When the trap is detected, any or all of these subsequent instructions may run to completion
before the trap is actually taken. The set of instructions subsequent to T that complete before
the trap is taken are collectively called the trap shadow of T. The PC pushed on the stack when
the trap is taken is the PC of the first instruction past the trap shadow.
The instructions in the trap shadow of T may use the UNPREDICTABLE result R of T, they
may generate additional traps, and they may completely change the PC (branches, JSR).
Thus, by the time a trap is taken, the PC pushed on the stack may bear no useful relationship to
the PC of the trigger instruction T, and the state visible to the programmer may have been
updated using the UNPREDICTABLE result R. If an instruction in the trap shadow of T uses
R to calculate a subsequent register value, that register value is UNPREDICTABLE, even
though there may be no trap associated with the subsequent calculation. Similarly:
• If an instruction in the trap shadow of T stores R or any subsequent UNPREDICT-
ABLE result, the stored value is UNPREDICTABLE.

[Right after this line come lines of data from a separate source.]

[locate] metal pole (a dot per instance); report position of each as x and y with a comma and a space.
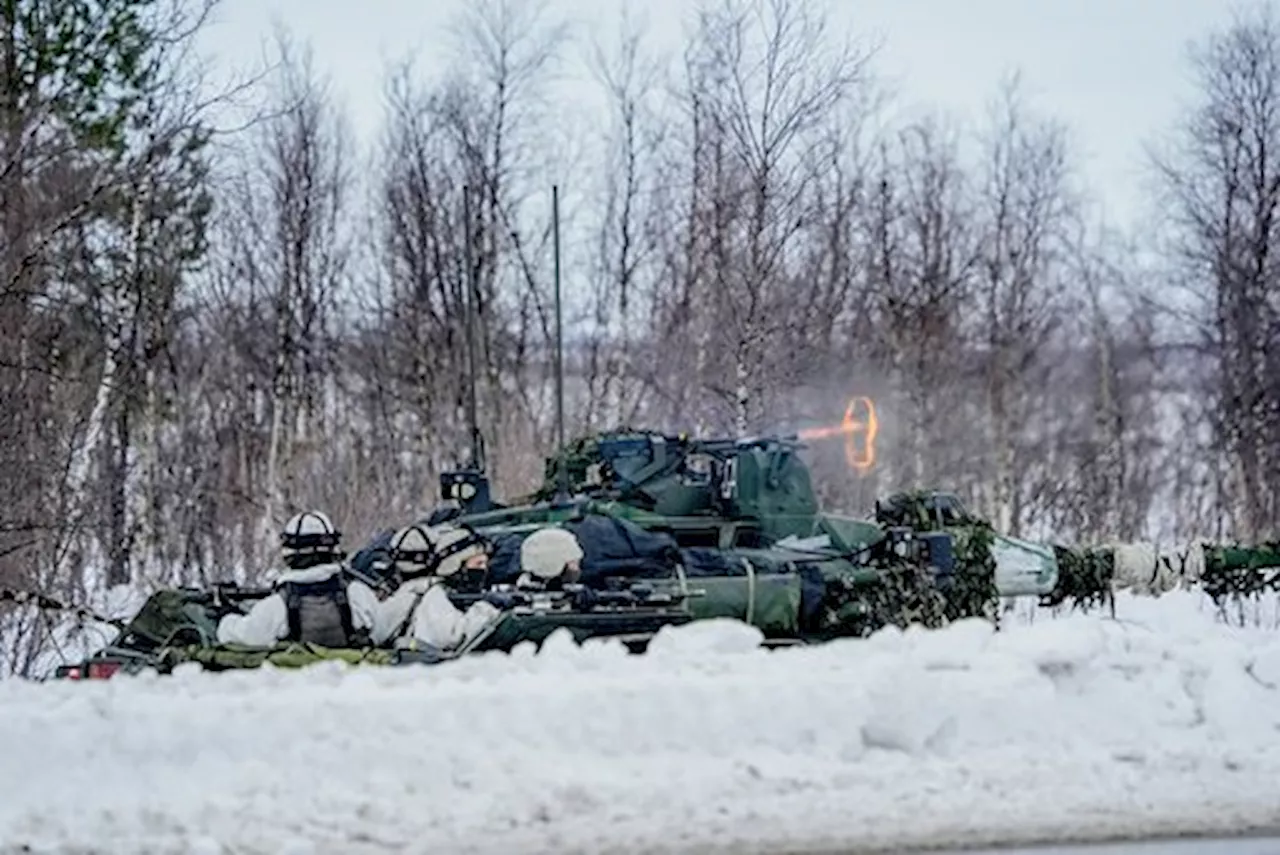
560, 352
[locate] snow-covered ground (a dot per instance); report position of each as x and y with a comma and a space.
1161, 721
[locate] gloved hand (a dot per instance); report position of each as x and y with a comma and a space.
502, 600
584, 598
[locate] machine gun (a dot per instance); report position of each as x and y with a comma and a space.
577, 598
50, 604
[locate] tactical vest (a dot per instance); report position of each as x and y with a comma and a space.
320, 613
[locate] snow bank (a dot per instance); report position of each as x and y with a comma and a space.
1164, 721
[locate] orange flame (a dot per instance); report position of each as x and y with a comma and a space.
859, 456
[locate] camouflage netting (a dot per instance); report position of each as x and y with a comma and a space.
1086, 577
973, 593
906, 595
973, 590
1235, 572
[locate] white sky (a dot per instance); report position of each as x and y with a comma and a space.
1112, 69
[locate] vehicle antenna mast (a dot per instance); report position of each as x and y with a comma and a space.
469, 309
562, 470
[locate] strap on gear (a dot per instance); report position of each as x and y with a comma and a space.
334, 588
456, 547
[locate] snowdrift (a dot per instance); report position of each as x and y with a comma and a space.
1162, 721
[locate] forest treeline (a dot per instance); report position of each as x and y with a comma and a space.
208, 327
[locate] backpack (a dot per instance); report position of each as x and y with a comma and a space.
320, 613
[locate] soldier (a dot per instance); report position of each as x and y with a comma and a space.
311, 602
551, 558
419, 615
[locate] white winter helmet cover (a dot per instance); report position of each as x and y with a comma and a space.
453, 547
545, 552
412, 551
310, 531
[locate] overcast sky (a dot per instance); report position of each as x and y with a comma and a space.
1114, 69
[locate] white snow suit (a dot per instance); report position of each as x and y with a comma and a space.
421, 606
268, 622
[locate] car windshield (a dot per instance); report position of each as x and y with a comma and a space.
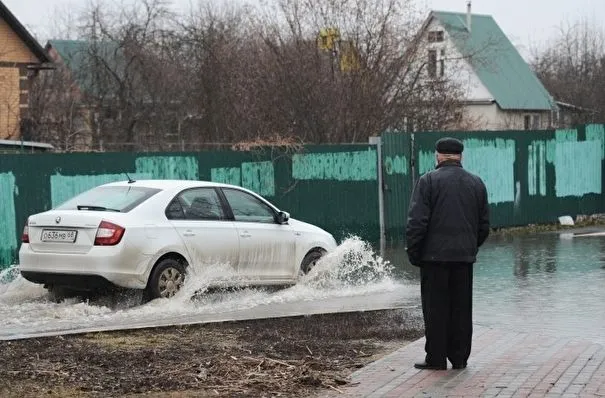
111, 198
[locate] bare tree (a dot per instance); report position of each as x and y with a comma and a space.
286, 72
572, 68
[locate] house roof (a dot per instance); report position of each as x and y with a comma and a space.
23, 33
496, 61
80, 57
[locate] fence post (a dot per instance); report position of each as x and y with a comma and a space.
378, 142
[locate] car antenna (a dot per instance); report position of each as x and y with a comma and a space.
130, 180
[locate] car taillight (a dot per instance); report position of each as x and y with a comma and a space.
109, 234
25, 235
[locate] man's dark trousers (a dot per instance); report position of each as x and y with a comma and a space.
447, 297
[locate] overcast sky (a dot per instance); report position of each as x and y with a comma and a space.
528, 23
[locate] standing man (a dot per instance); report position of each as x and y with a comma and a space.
448, 220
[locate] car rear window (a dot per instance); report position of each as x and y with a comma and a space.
112, 198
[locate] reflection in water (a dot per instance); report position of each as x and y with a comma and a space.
544, 282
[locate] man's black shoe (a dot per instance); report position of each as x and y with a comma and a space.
424, 365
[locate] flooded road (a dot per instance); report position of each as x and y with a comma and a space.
547, 282
352, 278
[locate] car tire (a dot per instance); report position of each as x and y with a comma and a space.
310, 260
57, 294
166, 279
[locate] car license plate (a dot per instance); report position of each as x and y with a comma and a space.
59, 235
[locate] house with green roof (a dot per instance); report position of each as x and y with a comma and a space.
500, 90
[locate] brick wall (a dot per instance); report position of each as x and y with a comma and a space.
14, 82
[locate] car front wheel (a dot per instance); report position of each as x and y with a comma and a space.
311, 260
166, 279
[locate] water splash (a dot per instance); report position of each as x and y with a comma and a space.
351, 270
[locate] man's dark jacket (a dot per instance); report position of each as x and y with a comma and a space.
448, 218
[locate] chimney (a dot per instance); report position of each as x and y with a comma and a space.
468, 16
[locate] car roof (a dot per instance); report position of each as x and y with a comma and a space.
170, 184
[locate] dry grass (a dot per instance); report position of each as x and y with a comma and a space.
287, 357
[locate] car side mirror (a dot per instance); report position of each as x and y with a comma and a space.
283, 217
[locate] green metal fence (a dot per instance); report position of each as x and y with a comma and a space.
531, 176
334, 187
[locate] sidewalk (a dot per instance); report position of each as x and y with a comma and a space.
502, 364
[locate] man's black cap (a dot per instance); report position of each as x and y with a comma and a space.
449, 145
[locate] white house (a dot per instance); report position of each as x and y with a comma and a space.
501, 92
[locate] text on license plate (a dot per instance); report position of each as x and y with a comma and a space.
59, 235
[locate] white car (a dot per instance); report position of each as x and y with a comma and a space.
144, 235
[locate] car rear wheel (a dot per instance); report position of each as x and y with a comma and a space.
311, 260
57, 294
166, 279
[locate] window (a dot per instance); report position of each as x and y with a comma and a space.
196, 204
113, 198
536, 122
532, 122
432, 64
442, 64
248, 208
436, 36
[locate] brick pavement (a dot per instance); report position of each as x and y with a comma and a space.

• If an instruction in the trap shadow of T uses R or any subsequent UNPREDICTABLE
result as the basis of a conditional or calculated branch, the branch target is UNPRE-
DICTABLE.
• If an instruction in the trap shadow of T uses R or any subsequent UNPREDICTABLE
result as the basis of an address calculation, the memory address actually accessed is
UNPREDICTABLE.
Software can follow the rules in Section 4.7.7.3 to reliably bound how far the PC may advance
before taking a trap, how far an UNPREDICTABLE result may propagate or continue from a
trap by supplying a well-defined result R within an arithmetic trap handler. Arithmetic instruc-
tions that do not use the /S exception completion qualifier can reliably produce that behavior
by inserting TRAPB instructions at appropriate points.